Excuses adults use to avoid journaling:
- Embarrassed about a perceived lack of writing skill
- No time to sit and write in a sobriety journal
- Writer’s block or no idea what to write
- You don’t like to write
- The real fear that someone will read what has been written and be shocked or hurt.
Benefits of journaling:
- It is an opportunity to learn more about yourself and chart patterns of behavior and emotions with complete honesty
- Writing it down helps to identify stressors and potential triggers to relapse
- Figuring out how you feel relieves stress
- Long-held misunderstandings can be cleared up by analyzing both sides of a debate
- Journaling encourages critical thinking
- Writing is a form of artistic expression, and like art therapy, creative writing can be a valuable tool in healing.
Recovery Journal Styles
There is a variety of journal styles to choose from. With stream-of-consciousness journals, you write down the first thing that comes into your head and how it made you feel. A daily diary charts what occurred on a particular day – as mundane as a trip to the grocery store or as intense as how you felt when you pushed your cart past the beer cooler.

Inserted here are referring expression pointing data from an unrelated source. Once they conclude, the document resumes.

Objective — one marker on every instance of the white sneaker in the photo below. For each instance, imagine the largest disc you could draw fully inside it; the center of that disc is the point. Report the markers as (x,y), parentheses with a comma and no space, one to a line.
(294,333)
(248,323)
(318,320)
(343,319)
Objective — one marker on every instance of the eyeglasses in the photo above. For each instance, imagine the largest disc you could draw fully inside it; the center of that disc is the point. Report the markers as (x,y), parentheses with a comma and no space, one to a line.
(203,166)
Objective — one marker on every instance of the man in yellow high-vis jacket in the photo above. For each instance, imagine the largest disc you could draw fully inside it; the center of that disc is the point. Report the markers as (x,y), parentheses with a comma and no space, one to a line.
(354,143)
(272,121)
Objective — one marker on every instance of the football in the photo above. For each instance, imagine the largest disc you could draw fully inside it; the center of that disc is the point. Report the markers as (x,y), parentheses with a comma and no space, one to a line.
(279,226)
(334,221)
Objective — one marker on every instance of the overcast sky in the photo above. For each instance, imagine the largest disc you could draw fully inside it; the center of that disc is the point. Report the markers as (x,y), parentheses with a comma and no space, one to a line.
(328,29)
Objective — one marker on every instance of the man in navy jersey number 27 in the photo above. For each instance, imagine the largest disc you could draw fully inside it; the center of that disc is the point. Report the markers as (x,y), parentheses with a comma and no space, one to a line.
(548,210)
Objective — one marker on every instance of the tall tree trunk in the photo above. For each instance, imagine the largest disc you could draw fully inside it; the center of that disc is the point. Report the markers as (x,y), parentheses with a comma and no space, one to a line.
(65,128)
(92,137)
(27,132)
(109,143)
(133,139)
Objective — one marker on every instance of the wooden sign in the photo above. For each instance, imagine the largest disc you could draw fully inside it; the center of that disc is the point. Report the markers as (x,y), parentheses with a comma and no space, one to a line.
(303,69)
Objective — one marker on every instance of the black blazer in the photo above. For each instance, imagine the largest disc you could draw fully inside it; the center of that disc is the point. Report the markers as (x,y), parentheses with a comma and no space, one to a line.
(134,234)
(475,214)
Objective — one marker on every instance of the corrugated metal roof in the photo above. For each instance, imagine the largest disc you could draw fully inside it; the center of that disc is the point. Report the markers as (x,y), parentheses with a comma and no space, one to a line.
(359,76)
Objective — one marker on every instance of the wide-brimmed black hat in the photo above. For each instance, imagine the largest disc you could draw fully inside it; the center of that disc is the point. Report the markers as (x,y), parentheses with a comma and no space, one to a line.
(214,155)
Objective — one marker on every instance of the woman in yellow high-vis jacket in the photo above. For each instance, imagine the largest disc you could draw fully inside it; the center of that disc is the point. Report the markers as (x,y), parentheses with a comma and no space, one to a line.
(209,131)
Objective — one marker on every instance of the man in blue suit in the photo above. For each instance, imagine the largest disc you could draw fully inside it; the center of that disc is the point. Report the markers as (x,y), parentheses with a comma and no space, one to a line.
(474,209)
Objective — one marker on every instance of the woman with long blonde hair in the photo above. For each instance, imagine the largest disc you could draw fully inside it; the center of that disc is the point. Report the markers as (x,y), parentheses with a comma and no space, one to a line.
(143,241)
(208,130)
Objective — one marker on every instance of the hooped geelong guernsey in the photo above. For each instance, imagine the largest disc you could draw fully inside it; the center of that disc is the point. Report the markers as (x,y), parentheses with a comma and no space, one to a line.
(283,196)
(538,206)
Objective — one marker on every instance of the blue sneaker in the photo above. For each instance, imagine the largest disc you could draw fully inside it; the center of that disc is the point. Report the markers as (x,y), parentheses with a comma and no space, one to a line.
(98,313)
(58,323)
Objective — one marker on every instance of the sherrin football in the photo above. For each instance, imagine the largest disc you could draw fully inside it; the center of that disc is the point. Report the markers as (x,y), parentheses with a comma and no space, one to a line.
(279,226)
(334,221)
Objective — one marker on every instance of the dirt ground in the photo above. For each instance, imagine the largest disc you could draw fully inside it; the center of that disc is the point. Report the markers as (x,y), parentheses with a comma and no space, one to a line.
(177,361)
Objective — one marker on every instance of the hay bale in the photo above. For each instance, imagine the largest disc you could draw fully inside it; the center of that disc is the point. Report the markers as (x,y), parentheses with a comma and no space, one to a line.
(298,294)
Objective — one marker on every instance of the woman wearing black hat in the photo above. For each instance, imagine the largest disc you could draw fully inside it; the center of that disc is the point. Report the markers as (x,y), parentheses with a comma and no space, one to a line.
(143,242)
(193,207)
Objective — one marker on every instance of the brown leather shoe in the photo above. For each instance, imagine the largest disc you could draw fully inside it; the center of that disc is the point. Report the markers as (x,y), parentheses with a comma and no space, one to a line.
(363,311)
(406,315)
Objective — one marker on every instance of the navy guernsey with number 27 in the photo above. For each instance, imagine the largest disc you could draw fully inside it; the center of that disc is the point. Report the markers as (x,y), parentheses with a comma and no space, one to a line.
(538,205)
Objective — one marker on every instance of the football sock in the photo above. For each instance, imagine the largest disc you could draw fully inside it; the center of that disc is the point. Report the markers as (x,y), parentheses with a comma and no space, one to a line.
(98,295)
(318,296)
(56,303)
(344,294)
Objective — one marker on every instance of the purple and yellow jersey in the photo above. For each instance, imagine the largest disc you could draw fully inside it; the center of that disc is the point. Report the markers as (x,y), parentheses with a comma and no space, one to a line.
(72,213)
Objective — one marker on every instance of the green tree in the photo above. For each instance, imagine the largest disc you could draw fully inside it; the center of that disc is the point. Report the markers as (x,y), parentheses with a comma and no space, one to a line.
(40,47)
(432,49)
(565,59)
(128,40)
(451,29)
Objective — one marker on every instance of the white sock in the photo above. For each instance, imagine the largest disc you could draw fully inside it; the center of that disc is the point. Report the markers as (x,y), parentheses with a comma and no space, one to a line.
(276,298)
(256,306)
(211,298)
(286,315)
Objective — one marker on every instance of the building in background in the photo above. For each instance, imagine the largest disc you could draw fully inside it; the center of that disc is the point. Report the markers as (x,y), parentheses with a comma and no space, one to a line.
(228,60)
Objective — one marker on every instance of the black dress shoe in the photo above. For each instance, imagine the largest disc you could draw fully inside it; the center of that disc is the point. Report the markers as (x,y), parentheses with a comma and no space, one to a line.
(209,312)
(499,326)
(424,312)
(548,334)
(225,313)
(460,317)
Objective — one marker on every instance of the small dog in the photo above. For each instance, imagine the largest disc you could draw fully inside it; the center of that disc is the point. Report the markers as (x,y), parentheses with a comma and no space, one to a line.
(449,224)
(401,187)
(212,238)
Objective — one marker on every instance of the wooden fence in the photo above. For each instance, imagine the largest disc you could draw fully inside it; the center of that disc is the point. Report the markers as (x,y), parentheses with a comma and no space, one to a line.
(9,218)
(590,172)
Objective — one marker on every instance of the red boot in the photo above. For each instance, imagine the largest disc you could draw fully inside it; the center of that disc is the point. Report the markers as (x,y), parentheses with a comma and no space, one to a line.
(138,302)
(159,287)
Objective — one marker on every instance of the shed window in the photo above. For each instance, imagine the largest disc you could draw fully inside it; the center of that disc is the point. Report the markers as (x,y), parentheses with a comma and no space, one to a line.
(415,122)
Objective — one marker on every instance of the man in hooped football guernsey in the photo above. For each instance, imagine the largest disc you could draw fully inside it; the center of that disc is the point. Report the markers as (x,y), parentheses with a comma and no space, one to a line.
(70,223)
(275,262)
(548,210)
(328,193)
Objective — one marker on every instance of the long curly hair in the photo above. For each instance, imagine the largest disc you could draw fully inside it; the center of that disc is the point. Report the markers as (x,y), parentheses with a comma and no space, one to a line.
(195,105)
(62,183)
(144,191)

A prayer, spiritual or gratitude journal puts life’s issues and worries into perspective. Lifestyle journals chronicle progress with exercise, academics, or other positive undertakings.
There is no good excuse for not giving it a try. Find something inspiring and beautiful to write in, get a pen you love, and begin. The rarity of putting pen to paper should motivate you. You can secure your diary in a safe place, and re-read it occasionally. It is yours alone (unless you want to share it). And just like in junior high school, your sobriety journal will be a safe place to tell the truth and all your secrets without fear of judgment or reprisal.